Video about the award winning Raglan Project
Video about the award winning Raglan Project showing the benefits of moving from a task-oriented service to encouraging professionals to build relationships with the people they support.
Domiciliary Care Manager
[00:00:01] The Raglan Project it’s about looking after the person as a whole, more their emotional needs than their physical needs.
[00:00:08] The physical and the practical needs go hand in hand, but once you’ve met the emotional needs you build such a deep relationship with the person.
[00:00:18] It think the Raglan Project is different because you are more involved with the families, you’re allowed to make your own decisions regarding their social well-being.
[00:00:29] Until you can build a relationship with somebody you can’t achieve anything anyway.
[00:00:35] But like the Raglan Project allowed us to work differently, build relationship and achieve excellent outcomes.
[00:00:43] It’s more what can we do with you rather than doing for.
[00:00:47] That’s the whole point of working with dementia is to do with.
[00:00:52] We have the community group now that runs once a month and we go out on trips, and it’s like a hub for the community and the supermarket and the shops, a lot of people feel a sense of, I don’t know what the word is, responsibility basically and they want to be involved in this.

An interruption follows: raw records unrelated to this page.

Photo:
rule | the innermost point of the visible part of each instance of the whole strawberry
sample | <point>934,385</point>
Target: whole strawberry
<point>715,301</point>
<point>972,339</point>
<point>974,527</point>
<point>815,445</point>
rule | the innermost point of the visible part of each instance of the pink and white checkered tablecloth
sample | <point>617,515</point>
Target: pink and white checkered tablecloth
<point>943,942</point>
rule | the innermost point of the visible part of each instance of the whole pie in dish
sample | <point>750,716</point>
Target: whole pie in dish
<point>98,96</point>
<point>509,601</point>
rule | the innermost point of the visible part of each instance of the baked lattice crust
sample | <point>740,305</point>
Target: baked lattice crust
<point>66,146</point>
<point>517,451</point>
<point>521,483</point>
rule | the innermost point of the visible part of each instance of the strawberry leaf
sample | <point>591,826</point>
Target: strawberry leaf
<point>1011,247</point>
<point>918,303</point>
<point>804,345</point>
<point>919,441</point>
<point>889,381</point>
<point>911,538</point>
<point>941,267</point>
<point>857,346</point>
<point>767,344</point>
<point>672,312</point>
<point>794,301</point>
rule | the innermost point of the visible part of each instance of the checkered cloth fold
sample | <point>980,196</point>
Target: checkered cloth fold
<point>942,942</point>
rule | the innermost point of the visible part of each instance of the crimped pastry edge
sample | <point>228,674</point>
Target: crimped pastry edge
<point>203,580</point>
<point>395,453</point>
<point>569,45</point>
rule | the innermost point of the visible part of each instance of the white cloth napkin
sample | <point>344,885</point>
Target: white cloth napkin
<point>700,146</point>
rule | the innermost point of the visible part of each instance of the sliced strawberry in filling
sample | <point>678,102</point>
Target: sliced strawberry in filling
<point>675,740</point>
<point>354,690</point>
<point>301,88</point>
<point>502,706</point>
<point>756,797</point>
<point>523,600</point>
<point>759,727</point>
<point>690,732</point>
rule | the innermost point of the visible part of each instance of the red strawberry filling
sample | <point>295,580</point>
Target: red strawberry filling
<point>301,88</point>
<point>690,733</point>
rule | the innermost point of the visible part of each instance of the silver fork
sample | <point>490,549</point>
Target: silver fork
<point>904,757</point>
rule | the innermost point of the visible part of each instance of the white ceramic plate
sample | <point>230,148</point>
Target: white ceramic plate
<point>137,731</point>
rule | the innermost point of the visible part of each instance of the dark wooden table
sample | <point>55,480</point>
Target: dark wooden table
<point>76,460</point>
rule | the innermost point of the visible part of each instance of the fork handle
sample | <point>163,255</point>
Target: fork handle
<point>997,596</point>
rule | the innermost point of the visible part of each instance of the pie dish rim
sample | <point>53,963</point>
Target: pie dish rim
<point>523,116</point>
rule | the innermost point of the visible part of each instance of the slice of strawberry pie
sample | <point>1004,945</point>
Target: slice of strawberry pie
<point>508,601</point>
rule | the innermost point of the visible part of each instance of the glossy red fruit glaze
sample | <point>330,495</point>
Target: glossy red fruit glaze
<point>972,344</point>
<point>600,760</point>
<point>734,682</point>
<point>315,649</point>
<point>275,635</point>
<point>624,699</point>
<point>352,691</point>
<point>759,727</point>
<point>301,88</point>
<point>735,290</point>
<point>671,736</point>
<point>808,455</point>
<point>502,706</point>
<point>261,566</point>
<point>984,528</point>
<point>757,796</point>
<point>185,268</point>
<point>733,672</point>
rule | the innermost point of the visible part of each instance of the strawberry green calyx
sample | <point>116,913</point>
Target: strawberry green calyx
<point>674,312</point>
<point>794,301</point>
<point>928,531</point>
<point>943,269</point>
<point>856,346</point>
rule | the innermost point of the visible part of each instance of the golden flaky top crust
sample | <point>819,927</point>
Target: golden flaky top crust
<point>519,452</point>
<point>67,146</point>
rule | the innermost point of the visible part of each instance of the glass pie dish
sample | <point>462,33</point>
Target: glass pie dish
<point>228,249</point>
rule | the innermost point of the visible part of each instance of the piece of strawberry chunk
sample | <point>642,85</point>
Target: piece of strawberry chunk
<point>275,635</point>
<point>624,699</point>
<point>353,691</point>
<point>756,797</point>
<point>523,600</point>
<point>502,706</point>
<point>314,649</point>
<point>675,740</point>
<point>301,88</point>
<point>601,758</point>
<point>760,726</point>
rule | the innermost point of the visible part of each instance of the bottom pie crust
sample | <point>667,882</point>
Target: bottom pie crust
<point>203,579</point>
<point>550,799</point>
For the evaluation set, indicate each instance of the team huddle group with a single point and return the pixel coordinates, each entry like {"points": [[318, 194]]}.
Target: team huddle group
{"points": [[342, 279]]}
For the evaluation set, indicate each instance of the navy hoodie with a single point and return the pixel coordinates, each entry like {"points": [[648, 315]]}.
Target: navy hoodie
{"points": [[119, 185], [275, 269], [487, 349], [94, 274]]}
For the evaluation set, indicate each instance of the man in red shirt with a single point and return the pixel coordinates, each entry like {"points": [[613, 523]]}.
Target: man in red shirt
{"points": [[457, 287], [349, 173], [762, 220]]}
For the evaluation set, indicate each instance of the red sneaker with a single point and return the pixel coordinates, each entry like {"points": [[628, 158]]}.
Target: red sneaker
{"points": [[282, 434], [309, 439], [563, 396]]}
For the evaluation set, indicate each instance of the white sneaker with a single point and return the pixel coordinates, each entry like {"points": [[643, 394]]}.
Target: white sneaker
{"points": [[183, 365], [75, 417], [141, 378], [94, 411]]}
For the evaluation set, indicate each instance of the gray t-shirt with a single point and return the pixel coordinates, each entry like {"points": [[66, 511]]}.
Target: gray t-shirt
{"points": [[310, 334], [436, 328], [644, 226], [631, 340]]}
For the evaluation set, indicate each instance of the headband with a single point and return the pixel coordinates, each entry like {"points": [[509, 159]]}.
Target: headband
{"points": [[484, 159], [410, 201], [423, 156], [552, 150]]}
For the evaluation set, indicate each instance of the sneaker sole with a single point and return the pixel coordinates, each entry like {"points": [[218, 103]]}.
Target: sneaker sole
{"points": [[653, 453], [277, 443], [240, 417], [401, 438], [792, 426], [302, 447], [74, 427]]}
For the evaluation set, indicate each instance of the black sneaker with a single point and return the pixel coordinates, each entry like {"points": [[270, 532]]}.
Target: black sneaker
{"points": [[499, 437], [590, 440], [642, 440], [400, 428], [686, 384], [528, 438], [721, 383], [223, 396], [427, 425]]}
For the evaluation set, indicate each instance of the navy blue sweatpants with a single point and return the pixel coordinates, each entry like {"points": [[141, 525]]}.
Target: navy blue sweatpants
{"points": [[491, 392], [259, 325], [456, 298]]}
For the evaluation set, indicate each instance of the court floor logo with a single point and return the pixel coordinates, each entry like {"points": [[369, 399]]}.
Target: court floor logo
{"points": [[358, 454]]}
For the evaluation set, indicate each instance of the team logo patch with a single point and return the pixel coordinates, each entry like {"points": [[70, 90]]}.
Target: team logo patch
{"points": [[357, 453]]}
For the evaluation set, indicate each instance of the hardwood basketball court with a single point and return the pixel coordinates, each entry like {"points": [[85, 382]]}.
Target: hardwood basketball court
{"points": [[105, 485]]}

[00:01:13] With bringing them to just the old Village Hall and the community bringing everybody together and the team, we found that when they knew they was going out the next day to a social or something, they couldn’t wait to get ready and they’d try and do it themselves as well.
[00:01:28] So they was getting a lot more independent.
[00:01:31] It’s not about sitting in a chair watching television, it’s being included and that is vital and that is the most important thing, that they’re included in their own being.
[00:01:42] It’s not about doing for them it’s about them wanting to do, and go shopping, have their hair done, all the things that they used to do.
[00:01:51] Having dementia shouldn’t stop it, they should lead a full life and a varied life like we do.
[00:01:57] So now we just see what people are like on the day.
[00:02:00] If they fancy a bath, they have one.
[00:02:02] If they don’t we can do it another time.
[00:02:05] We can go back to calls or just what they, what matters most to them that’s what we try and do.
[00:02:10] You see them actually bloom in front of your eyes.
[00:02:15] You go in and everything is what they want.
[00:02:18] That’s given them the confidence to build, you know, and do what they want to do.
[00:02:24] If they want to go into town and they go round the supermarket shopping together that’s what we do.
[00:02:29] They need control and their own voice, everybody is, I need it.
[00:02:34] You know, you wouldn’t like to be sitting there and just somebody do everything for you and you can’t even offer an opinion.
[00:02:40] And the people that we visit, just because they have dementia doesn’t anything away from them, they’re still human beings and that’s the way that the team, and hopefully the rest of Monmouthshire, treat everybody that we visit.